Es asunto recurrente en el debate político la discusión acerca de hasta donde debe llegar la gestión de los poderes públicos y hasta dónde la de la iniciativa privada. Las tendencias son por todos conocidas.

Por un lado están los de tic hegeliano, que ven en el Estado la plenitud del Espíritu Absoluto, claramente proclives a aumentar su intervención para garantizar que la sociedad no quede en manos de unos pocos privilegiados.

Por otro lado encontramos a los que simpatizan con el individualismo liberal, que creen que es mejor reducir al máximo la presencia del Estado para que ejerza solo como árbitro cuando sea estrictamente necesario, respetando la libertad de cada uno.

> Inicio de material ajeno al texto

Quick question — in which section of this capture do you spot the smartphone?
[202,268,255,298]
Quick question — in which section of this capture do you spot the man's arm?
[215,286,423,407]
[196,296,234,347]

Señalaba Benedicto XVI en su primera encíclica, Deus caritas est, que el Estado no puede delegar su responsabilidad de procurar una sociedad justa y que la acción caritativa puede convertirse en injusta cuando contribuye a perpetuar una situación de desigualdad. Ya los Santos Padres decían que cuando se da limosna al pobre debe hacerse con infinita humildad porque lo que se está haciendo, en realidad, no es caridad sino justicia.

Sin embargo, el Estado no puede olvidar nunca que es precisamente eso: un servidor de la justicia. Y qué cosa sea la justicia es una pregunta ética, una pregunta que debemos responder entre todos, de forma razonada y de generación en generación.

El problema de la justicia no se resuelve, por tanto, nacionalizando o privatizando. Hay ejemplos de gestión injusta tanto por parte de los poderes públicos como de instituciones privadas. El debate es más profundo, se trata de una cuestión ética que debe implicar a todos.